Mario entendió que en pocos momentos se vería obligado a ordenar un repliegue general detrás de la cercana caballería de Quietus, que esperaba expectante. Catón vio con satisfacción cómo las masas de guerreros íberos salían desordenadamente por la puerta buscando una victoria fácil. Todo se desarrollaba conforme a lo previsto. Entonces se volvió hacia los manípulos más cercanos de la segunda legión y los arengó.

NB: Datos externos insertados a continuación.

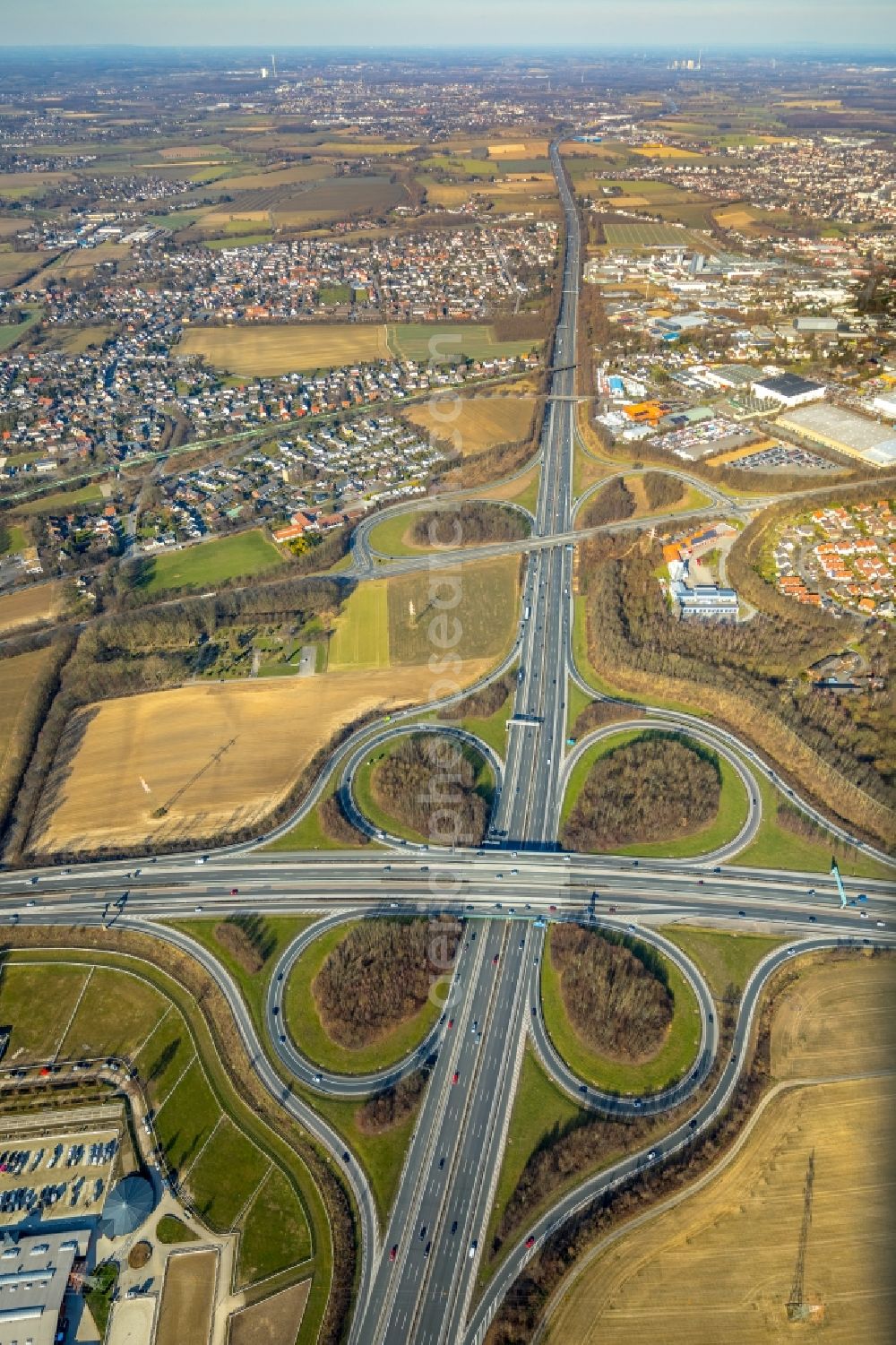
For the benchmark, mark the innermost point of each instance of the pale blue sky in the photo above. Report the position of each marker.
(837, 24)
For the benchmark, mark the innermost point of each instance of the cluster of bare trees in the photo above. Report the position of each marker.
(380, 975)
(522, 1307)
(748, 677)
(654, 789)
(142, 651)
(470, 522)
(392, 1106)
(615, 991)
(429, 783)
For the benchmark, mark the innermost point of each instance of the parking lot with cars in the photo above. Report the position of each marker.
(56, 1176)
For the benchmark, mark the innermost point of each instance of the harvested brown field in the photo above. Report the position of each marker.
(472, 424)
(518, 150)
(187, 1298)
(273, 1321)
(136, 754)
(735, 217)
(720, 1263)
(260, 351)
(15, 265)
(29, 607)
(280, 177)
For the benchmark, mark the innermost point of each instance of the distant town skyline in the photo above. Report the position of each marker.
(758, 24)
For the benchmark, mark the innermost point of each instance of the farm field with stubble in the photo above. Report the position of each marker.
(477, 423)
(206, 760)
(720, 1263)
(137, 752)
(27, 607)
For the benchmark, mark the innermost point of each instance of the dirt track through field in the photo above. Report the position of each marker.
(137, 752)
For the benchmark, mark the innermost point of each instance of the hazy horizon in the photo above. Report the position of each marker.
(829, 26)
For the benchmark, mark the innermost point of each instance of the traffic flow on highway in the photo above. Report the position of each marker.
(418, 1272)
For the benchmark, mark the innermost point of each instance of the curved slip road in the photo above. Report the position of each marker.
(620, 1172)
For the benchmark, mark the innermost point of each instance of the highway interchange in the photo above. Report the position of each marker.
(418, 1277)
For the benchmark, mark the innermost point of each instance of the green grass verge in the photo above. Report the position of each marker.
(16, 541)
(494, 728)
(279, 931)
(211, 563)
(389, 537)
(576, 703)
(775, 848)
(726, 959)
(202, 1095)
(673, 1059)
(272, 1221)
(169, 1229)
(99, 1296)
(539, 1108)
(305, 1027)
(383, 1154)
(62, 502)
(732, 806)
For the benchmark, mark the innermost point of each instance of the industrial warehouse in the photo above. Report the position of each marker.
(844, 431)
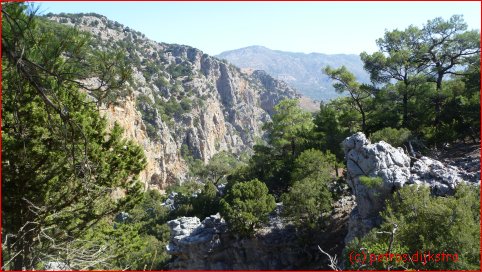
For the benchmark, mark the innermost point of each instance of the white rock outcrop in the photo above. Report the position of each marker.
(392, 165)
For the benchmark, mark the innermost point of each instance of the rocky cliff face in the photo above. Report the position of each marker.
(392, 165)
(181, 102)
(208, 245)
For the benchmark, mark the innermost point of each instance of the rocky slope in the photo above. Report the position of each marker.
(299, 70)
(181, 102)
(209, 245)
(395, 169)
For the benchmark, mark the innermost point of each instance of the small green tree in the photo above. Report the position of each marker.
(290, 127)
(423, 223)
(309, 196)
(359, 93)
(246, 206)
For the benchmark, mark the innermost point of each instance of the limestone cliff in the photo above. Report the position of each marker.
(394, 168)
(181, 102)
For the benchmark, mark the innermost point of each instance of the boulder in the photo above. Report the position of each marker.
(392, 165)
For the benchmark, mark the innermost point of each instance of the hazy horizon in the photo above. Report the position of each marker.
(304, 27)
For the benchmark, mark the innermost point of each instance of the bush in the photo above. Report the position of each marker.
(372, 182)
(425, 223)
(246, 206)
(393, 136)
(309, 196)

─ No tenéis ninguna esperanza soldados, si no es en vuestro propio valor. Entre nuestro campamento y nosotros están los enemigos y a la espalda la tierra de nuestros adversarios. Lo más glorioso es igualmente lo más seguro: mantened la esperanza puesta en vuestro valor.

Acto seguido ordenó que se retiraran inmediatamente los aliados de Mario Emilio, y que la primera legión cargara contra los enemigos. Inmediatamente partió un enlace colina abajo. Al mismo tiempo que los cornus transmitían la orden. Mario Emilio no se hizo de rogar.

─ Atrás chicos. ¡Sálvese quien pueda!

Lo que quedaba de las tres cohortes se precipitó a la carrera colina abajo, abandonando escudos e incluso armas. Un ensordecedor rugido de victoria surgió de las fuerzas íberas. La mayor parte de los guerreros continuó la carrera persiguiendo al enemigo, mientras que otros se apresuraban a rematar a los heridos y tomar las armas y armaduras de los latinos muertos. Juker, vitoreado por sus hombres, se puso ahora al frente de ellos, mojó la espada en un cadáver y la alzó en señal de triunfo. Pugcer igualmente era aclamado por su gente, y a los hermanos Karodus sus guerreros les subieron sobre los escudos. La luz que empezaba a iluminar el paisaje anunciaba la victoria de los hijos de Icra.

Los aliados se dispersaron, algunos se colocaron detrás de la caballería de Quietus, otros continuaron bajando hacia el valle. Allí, la primera legión ya se había puesto en marcha y los hastati y príncipes avanzaban dejando corredores a fin de que los aliados en retirada pudieran atravesar los huecos que dejaban los manípulos y ponerse a cubierto detrás de la falange de triarios.